Sleep equaled three-four hours a night.
It’s one of the reasons she began working with the hospitalist group at Southwest for several years.
“I realized that the consults – the specialists – they were only able to dabble in their specialty area,” she said. “I loved the fact that the entire patient was mine so I wasn’t limited to just the heart, just the lungs and if I saw something else by all means I was going to address it.”
Stuart credits those nine years in the ICU as sharpening her critical thinking skills to a razor’s edge.
It’s a main reason she’s the nurse she is today.
And her background helps her everyday as she heads up an innovative safety net program at Integris Southwest Medical.
Community Care Coordination team or 550 (a number derived from statistics that show five percent of the surrounding population uses 50 percent of Integris Southwest resources) is Stuart’s latest challenge.

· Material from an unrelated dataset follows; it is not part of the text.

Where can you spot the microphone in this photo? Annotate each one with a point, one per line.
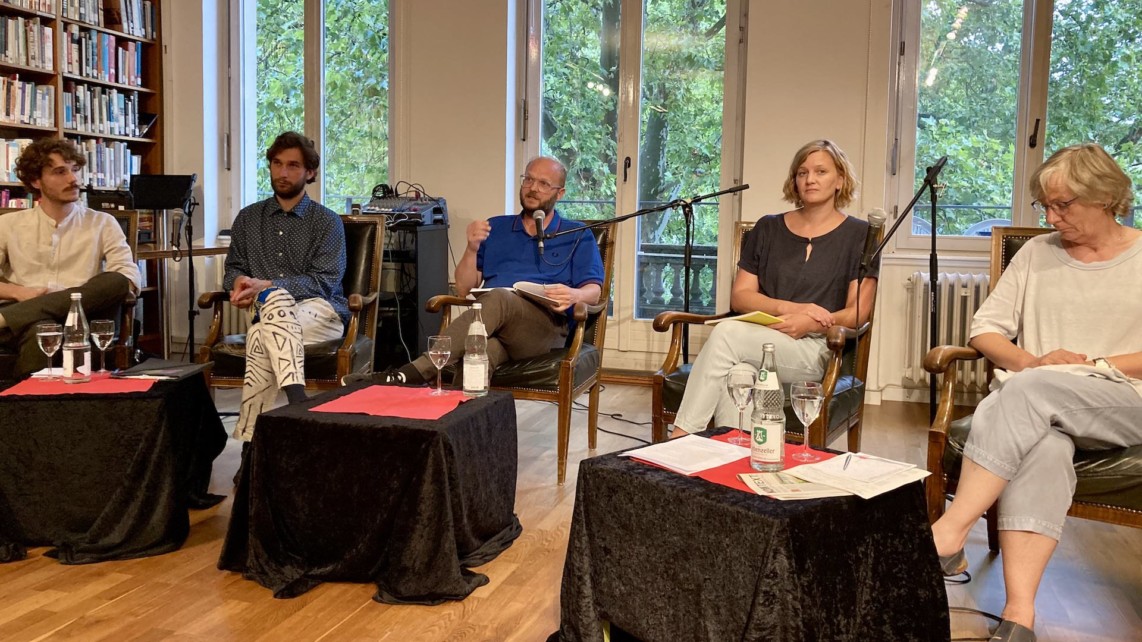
(933, 171)
(538, 215)
(875, 224)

The team consists of Stuart, who functions as the interim healthcare provider, Niki Rangel, MWS and Dona Petty, LCSW.
Patients who have significant social issues (substance abuse, homeless, etc.) which exacerbate underlying conditions are the program’s main target.
The Integris Southwest Volunteers program has donated $500 per month for the next year to help buy patient medication, supplies,
Currently, Stuart holds most of the roles in the program from DLO courier to APRN.
“It’s a pilot program,” she laughs.”I’m the everything for every order I write.”
It’s a daily challenge.
The only constant is that the patient population doesn’t have money and the resources are always limited.
“Every day is a different day,” she says.
“The thing about this team that I love is you form relationships with your patients,” Stuart continued. “We’re like family because we’re so close-knit. Every patient needs all of us. They all need medical and typically they all need counseling and they all need social work.”
The needs are so great and, more often than not, Stuart finds herself meeting them all over the south side of the metro.
“I perform wound care in parking lots and in streets because a lot of these patients are homeless,” Stuart said. “We kind of consider ourselves a MASH unit too because we have to find them.”
Bandaging homeless patient wounds at the local 7-11 to helping get patients approved for disability and even finding them housing, the program runs the gamut.
And all those years later, Stuart laughs when she realizes she’s still trying to save those in need tangled in the spiderwebs of life.